Once upon a time, software development consisted of a programmer writing code to solve a problem or automate a procedure. Nowadays, systems are so big and complex that teams of architects, analysts, programmers, testers and users must work together to create the millions of lines of custom-written code that drive our enterprises.
To manage this, a number of system development life cycle (SDLC) models have been created: waterfall, fountain, spiral, build and fix, rapid prototyping, incremental, and synchronize and stabilize.
The oldest of these, and the best known, is the waterfall: a sequence of stages in which the output of each stage becomes the input for the next. These stages can be characterized and divided up in different ways, including the following:- Project planning, feasibility study: Establishes a high-level view of the intended project and determines its goals.
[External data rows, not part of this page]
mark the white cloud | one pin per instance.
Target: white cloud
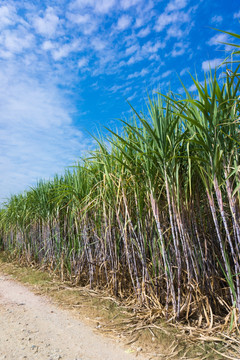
(216, 39)
(217, 19)
(151, 47)
(144, 32)
(86, 24)
(178, 17)
(211, 64)
(166, 74)
(132, 49)
(98, 44)
(104, 6)
(99, 6)
(8, 16)
(15, 41)
(48, 45)
(82, 62)
(37, 137)
(236, 15)
(47, 25)
(61, 51)
(136, 74)
(124, 22)
(176, 5)
(126, 4)
(179, 49)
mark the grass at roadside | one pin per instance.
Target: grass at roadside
(112, 317)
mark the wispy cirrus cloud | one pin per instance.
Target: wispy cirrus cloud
(211, 64)
(124, 22)
(47, 24)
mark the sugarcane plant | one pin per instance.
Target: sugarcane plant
(152, 213)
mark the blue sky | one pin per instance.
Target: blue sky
(68, 67)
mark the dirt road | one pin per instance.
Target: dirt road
(33, 328)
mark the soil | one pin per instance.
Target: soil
(32, 327)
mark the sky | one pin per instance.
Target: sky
(69, 68)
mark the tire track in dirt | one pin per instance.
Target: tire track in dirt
(31, 327)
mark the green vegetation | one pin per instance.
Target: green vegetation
(153, 213)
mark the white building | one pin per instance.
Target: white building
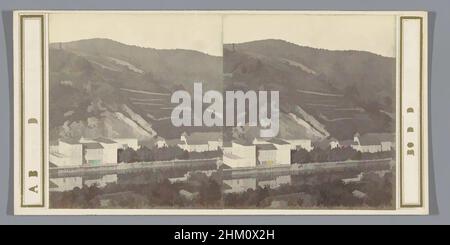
(70, 153)
(373, 142)
(110, 149)
(93, 153)
(201, 142)
(127, 143)
(161, 143)
(100, 181)
(267, 154)
(293, 142)
(239, 185)
(276, 182)
(300, 143)
(283, 151)
(242, 155)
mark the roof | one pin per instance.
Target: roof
(203, 137)
(266, 147)
(375, 138)
(278, 142)
(173, 142)
(70, 141)
(52, 184)
(347, 142)
(105, 140)
(242, 142)
(231, 156)
(92, 146)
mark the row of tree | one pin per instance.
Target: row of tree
(335, 155)
(145, 154)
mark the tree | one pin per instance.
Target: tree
(300, 156)
(127, 155)
(144, 154)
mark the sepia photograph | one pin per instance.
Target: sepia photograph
(233, 111)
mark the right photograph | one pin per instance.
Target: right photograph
(335, 146)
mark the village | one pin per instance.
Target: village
(233, 157)
(236, 153)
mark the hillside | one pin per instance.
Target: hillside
(335, 92)
(100, 87)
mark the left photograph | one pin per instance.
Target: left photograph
(111, 140)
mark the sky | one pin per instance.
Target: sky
(203, 32)
(161, 31)
(372, 33)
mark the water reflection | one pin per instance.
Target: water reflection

- Systems analysis, requirements definition: Refines project goals into defined functions and operation of the intended application. Analyzes end-user information needs.
- Systems design: Describes desired features and operations in detail, including screen layouts, business rules, process diagrams, pseudocode and other documentation.
- Implementation: The real code is written here.
- Integration and testing: Brings all the pieces together into a special testing environment, then checks for errors, bugs and interoperability.
- Acceptance, installation, deployment: The final stage of initial development, where the software is put into production and runs actual business.
- Maintenance: What happens during the rest of the software's life: changes, correction, additions, moves to a different computing platform and more. This, the least glamorous and perhaps most important step of all, goes on seemingly forever.